Repare nesse recorte de jornal do século passado, amarelado pelo tempo. É de outubro de 1998. A legenda diz que a pessoa de cabelo curto, sentada diante de uma geringonça que parece um computador é a editora de Política de ZH, Rosane de Oliveira (eu), respondendo às perguntas de crianças finalistas do concurso Jornalista por um Dia. A loirinha a meu lado é a menina que escreveu a "reportagem" de Política no caderno especial publicado no Dia da Criança.
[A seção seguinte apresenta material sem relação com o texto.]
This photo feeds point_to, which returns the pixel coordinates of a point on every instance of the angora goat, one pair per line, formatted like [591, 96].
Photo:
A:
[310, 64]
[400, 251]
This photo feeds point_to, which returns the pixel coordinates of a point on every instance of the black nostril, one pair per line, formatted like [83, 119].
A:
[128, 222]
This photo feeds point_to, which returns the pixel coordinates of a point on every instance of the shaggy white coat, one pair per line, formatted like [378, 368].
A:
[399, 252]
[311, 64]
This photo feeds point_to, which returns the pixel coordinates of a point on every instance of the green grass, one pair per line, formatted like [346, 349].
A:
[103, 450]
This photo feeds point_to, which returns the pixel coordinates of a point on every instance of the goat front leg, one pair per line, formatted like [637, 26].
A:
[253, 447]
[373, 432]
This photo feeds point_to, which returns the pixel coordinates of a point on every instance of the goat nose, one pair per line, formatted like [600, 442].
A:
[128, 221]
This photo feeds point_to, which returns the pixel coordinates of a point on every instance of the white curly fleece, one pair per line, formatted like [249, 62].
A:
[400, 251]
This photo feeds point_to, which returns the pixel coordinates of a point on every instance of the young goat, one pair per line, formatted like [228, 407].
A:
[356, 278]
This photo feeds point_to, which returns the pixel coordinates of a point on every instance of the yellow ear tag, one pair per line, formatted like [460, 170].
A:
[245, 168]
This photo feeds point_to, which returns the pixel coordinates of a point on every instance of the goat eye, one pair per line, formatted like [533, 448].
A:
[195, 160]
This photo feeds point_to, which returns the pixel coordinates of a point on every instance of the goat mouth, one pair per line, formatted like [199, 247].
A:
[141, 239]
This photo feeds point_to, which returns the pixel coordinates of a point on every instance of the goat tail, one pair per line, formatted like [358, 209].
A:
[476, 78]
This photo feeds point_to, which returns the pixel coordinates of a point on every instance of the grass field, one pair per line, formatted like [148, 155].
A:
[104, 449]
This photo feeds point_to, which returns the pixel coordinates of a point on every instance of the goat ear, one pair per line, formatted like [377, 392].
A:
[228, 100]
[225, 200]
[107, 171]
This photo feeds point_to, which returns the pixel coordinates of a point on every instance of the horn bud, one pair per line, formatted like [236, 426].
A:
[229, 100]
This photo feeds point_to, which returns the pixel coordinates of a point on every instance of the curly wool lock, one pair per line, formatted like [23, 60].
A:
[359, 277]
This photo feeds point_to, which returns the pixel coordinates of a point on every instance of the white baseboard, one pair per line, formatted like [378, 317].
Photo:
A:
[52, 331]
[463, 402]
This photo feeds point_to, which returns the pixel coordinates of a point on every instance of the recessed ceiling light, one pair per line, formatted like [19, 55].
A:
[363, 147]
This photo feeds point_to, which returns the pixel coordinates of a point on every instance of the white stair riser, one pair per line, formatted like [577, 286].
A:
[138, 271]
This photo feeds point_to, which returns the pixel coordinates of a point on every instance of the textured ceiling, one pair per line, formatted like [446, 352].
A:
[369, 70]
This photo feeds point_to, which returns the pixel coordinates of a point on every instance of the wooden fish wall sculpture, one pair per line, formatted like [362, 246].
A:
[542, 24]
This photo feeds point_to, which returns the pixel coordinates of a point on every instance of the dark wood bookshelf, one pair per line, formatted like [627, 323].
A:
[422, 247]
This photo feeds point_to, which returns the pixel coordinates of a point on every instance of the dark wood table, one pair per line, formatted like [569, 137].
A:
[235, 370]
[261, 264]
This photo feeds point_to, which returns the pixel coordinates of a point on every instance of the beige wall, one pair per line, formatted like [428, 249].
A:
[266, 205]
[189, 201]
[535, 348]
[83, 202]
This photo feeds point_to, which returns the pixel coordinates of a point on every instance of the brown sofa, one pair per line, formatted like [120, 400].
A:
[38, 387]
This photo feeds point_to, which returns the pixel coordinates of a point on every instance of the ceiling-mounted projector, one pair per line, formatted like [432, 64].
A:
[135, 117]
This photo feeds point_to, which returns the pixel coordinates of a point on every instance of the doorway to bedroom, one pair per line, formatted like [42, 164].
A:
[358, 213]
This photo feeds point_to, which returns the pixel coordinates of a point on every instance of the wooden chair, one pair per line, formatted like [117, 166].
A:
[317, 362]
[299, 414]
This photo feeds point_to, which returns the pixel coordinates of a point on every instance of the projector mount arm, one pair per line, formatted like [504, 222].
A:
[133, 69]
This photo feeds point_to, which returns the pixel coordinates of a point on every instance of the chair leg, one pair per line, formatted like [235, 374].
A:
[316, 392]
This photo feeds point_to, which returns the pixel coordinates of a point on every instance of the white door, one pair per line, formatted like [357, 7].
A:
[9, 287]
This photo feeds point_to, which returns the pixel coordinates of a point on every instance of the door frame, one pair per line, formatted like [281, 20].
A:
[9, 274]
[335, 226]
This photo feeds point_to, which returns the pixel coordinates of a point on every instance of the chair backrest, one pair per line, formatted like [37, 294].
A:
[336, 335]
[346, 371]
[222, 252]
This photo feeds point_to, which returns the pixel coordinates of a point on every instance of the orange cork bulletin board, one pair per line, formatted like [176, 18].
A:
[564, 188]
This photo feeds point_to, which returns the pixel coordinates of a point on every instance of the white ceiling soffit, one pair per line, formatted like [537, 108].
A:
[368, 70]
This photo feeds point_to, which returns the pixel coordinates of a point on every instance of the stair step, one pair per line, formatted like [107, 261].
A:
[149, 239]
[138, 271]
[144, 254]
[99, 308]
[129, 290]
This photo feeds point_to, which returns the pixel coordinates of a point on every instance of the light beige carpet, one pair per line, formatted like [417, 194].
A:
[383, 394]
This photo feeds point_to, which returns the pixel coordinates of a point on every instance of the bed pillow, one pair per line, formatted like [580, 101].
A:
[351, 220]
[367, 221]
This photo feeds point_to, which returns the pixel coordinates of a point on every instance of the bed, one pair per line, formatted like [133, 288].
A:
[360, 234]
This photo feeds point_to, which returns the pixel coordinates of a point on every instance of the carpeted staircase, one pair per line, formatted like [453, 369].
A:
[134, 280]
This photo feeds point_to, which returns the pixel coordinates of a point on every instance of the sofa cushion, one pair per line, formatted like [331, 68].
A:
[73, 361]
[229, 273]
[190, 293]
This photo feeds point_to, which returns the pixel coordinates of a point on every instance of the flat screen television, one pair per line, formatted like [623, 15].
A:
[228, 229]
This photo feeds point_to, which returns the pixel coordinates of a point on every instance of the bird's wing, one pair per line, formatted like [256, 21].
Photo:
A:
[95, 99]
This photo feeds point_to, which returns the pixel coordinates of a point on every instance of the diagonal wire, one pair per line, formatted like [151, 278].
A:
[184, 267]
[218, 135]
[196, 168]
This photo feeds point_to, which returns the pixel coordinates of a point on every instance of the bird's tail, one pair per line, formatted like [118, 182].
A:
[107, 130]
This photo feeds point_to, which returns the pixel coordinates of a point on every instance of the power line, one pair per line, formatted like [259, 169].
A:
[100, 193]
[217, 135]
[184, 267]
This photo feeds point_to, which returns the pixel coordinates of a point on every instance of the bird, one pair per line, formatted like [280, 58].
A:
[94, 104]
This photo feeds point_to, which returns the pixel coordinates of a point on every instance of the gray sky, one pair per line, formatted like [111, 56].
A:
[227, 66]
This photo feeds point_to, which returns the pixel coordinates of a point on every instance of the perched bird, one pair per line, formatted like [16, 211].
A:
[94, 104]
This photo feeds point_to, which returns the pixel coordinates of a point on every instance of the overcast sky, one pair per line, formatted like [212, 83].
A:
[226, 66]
Eu, que era da comissão julgadora e votei no texto dela, devo ter dito algo como "um dia tu vais trabalhar comigo" ou, talvez, "tu vais sentar na minha cadeira".
Esse recorte veio parar no meu celular via WhatsApp. A mãe da menina está de mudança e resolveu remexer no baú de guardados e separar o que merecia ir para a casa nova. Lá no fundo, encontrou a prova de que, desde muito cedo, a filha sabia o que queria ser quando crescesse. Ela não foi uma das vencedoras na categoria 10-11 anos, mas estava entre os finalistas de um concurso com 10,5 mil trabalhos inscritos.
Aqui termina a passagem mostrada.